Holocaust Journey Discussed At Labyrinth Next Week
Princeton resident Victor Ripp will be at Labyrinth Books Tuesday, April 25 at 6 p.m. to read from his book Hell’s Traces: One Murder, Two Families, Thirty-Five Holocaust Memorials. (Farrar Straus and Giroux $25), which has been described by André Aciman as “vast and deep in its fiercely unsentimental consideration of how we remember the Holocaust.”
In July 1942, the French police in Paris, acting for the German military government, arrested Victor Ripp’s 3-year-old cousin, Alexandre. Two months later, the boy was killed in Auschwitz. Mr. Ripp examines this act through the prism of family history. In addition to Alexandre, ten members of his family on his father’s side died in the Holocaust. His mother’s side of the family, numbering 30 people, was in Berlin when Hitler came to power. Without exception they escaped the Final Solution.
According to Anna Bikont, author of The Crime and the Silence, winner of the National Jewish Book Award, “The Axis of Exile and the Axis of the Holocaust—the two axes that define the space of the Jewish Museum in Berlin—also define the fate of the family of Victor Ripp’s family. While his mother’s family chose the Axis of Exile, his father’s family was devoured by the Axis of the Holocaust.
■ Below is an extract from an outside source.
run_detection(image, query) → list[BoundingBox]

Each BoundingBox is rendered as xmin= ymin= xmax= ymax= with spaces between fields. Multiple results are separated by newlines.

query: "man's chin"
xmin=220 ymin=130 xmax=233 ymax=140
The story of their lives, interwoven with the author’s journey from one monument to another, is more powerful than so many of those made of stone.”
Mr. Ripp is the author of Moscow to Main Street, Pizza in Pushkin Square, and Turgenev’s Russia. His fiction has appeared in Ontario Review and Antioch Review. He has taught at Cornell University and the University of Virginia.